Alors que cette procédure était initialement mise en œuvre dans les cas les plus graves de fraude fiscale vis-à-vis des seuls contribuables récalcitrants conformément à l’Instruction interne du 8 juillet 2014 (liste des évadés fiscaux HSBC notamment), elle est récemment utilisée à l’encontre de contribuables coopératifs ayant régularisé spontanément leurs avoirs étrangers.

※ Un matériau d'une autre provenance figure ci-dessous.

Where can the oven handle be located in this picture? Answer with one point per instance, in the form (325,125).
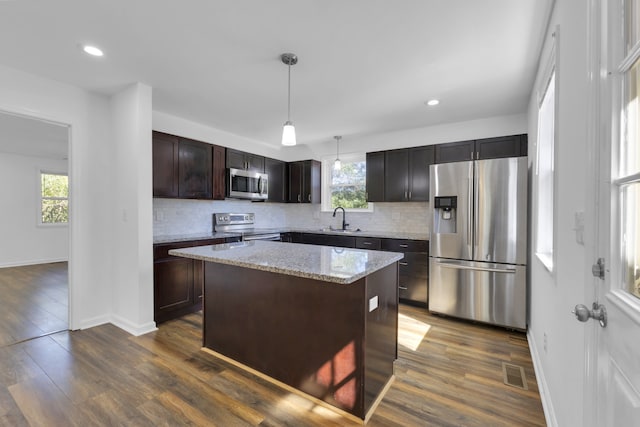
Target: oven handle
(271,237)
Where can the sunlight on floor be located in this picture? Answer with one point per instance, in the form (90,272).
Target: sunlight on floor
(296,403)
(411,332)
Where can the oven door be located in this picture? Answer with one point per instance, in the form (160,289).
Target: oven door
(274,237)
(247,185)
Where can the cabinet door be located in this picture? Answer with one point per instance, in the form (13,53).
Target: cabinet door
(235,159)
(454,151)
(295,182)
(495,148)
(277,172)
(173,284)
(396,175)
(194,169)
(165,165)
(219,172)
(419,160)
(375,177)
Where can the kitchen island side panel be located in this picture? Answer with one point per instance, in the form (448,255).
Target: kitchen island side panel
(306,333)
(381,331)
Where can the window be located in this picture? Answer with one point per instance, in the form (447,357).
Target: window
(545,172)
(627,177)
(346,187)
(54,198)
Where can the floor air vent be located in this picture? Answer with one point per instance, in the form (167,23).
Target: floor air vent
(514,376)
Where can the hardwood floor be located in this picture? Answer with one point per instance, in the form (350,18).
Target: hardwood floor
(34,301)
(449,373)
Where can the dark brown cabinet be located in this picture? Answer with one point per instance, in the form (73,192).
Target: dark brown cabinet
(276,170)
(186,169)
(375,176)
(413,274)
(404,175)
(165,165)
(195,165)
(177,282)
(245,161)
(479,149)
(304,182)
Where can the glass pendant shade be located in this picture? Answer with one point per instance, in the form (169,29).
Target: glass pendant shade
(288,134)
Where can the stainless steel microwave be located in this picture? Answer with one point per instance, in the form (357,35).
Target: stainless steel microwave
(244,184)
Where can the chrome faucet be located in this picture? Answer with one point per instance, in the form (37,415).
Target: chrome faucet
(344,223)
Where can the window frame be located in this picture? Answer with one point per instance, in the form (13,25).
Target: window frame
(327,167)
(546,253)
(40,223)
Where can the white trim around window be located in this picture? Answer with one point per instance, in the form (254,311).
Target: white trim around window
(327,168)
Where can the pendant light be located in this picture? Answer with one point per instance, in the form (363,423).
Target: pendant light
(289,131)
(337,164)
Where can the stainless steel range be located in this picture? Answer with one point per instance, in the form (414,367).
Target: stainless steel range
(242,223)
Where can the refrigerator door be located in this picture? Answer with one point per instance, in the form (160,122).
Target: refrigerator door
(484,292)
(451,233)
(500,219)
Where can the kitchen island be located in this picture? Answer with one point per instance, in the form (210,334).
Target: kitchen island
(316,319)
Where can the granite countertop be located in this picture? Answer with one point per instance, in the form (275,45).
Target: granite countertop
(329,264)
(365,233)
(174,238)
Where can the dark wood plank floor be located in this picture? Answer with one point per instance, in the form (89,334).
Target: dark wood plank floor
(449,373)
(34,301)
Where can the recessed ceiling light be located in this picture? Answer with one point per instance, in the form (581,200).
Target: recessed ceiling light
(92,50)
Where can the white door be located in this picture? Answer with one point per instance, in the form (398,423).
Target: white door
(612,354)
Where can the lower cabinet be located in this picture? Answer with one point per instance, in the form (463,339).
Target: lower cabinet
(413,280)
(177,282)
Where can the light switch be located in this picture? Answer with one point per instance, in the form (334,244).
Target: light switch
(373,303)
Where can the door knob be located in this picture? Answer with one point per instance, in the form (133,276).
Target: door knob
(598,313)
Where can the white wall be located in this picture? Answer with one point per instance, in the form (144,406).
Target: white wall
(132,307)
(90,175)
(559,368)
(23,241)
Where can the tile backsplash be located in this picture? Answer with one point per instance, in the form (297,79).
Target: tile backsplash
(179,216)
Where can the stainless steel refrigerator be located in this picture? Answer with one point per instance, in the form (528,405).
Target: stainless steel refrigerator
(478,245)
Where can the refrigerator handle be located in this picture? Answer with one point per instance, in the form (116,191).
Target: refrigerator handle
(470,210)
(467,267)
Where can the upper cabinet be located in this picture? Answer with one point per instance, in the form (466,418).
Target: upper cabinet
(184,168)
(245,161)
(488,148)
(276,170)
(399,175)
(304,181)
(375,176)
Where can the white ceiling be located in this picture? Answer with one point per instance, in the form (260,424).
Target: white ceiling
(365,66)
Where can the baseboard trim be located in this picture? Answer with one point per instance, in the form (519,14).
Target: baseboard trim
(33,262)
(132,328)
(543,389)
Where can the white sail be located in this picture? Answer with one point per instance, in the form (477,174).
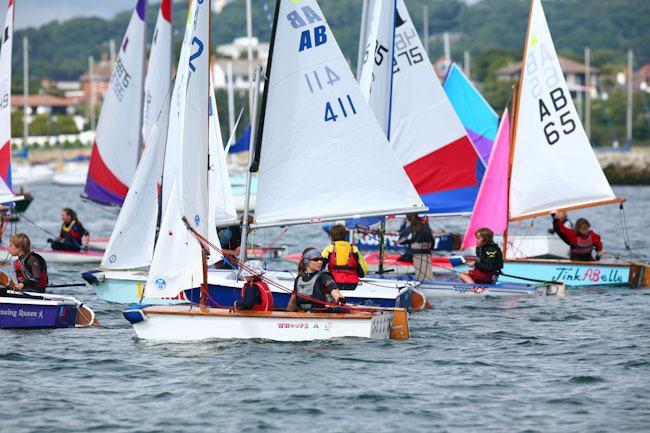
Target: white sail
(116,149)
(132,241)
(159,73)
(176,263)
(376,75)
(5,96)
(222,200)
(323,154)
(553,166)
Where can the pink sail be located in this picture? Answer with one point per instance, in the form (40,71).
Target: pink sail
(491,208)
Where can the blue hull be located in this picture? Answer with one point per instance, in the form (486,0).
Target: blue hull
(573,274)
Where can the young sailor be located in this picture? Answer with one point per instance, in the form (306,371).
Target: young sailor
(255,294)
(489,260)
(30,268)
(420,243)
(582,240)
(343,260)
(230,240)
(313,282)
(73,235)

Outre le fait que l’utilisation abusive de cette procédure exorbitante de droit commun s’apparente à un détournement, de nombreux autres arguments de contestation ont été mis en lumière :
En son temps, le Service de Traitement des Déclarations rectificatives avait indiqué dans le cadre de la conférence IACF du 12 mai 2014 que « la procédure de l’article 755 du CGI, concernant les comptes et contrats d’assurance-vie détenus à l’étranger dont l’origine ou les modalités d’acquisition ne peuvent être justifiées, n’était pas applicable dans le cadre de la procédure de régularisation » ;
Les articles 755 du CGI et L 23 C du LPF ont été créés par la Loi n°2012-1510 du 29 décembre 2012 et sont entrés en vigueur au 1er janvier 2013. Avant cette date, rien n’imposait aux contribuables de conserver la preuve de l’origine des fonds constitués à l’étranger. Lesdits articles ne sauraient en conséquence instituer une taxation s’apparentant à une sanction rétroactive sur des avoirs constitués en période prescrite ;
Alors que la volonté du législateur était d’instituer une présomption simple, compte tenu de l’impossibilité matérielle de retrouver les justificatifs se rapportant à une période prescrite notamment au regard du délai de conservation des documents, la présomption instituée par ces articles devient en fait irréfragable, ce qui conduit à une rupture caractérisée d’égalité devant les charges publiques pour les contribuables concernés ;
L’article 755 du CGI revient à taxer à 60 % le montant le plus élevé des avoirs étrangers au cours des dix dernières années, sans même tenir compte des éventuels apports ponctuels parfaitement justifiés ou du fait que le montant des avoirs pouvait être très inférieur à la date de leur constitution. En ce sens, cette taxation n’est pas proportionnelle au montant du préjudice subi par le Trésor Public.

La Cour de cassation a d’ailleurs récemment été saisie d’une demande de transmission d’une question prioritaire de constitutionnalité reprenant en grande partie ces arguments (saisine du 16/10/2019 - U 19-15.296 - Pourvoi c/ Cour d’appel de Paris, pôle 5, chambre 10, 17 décembre 2018), dont l’issue est attendue avec une grande impatience par les professionnels du droit et les contribuables pour espérer freiner l’utilisation de cette procédure.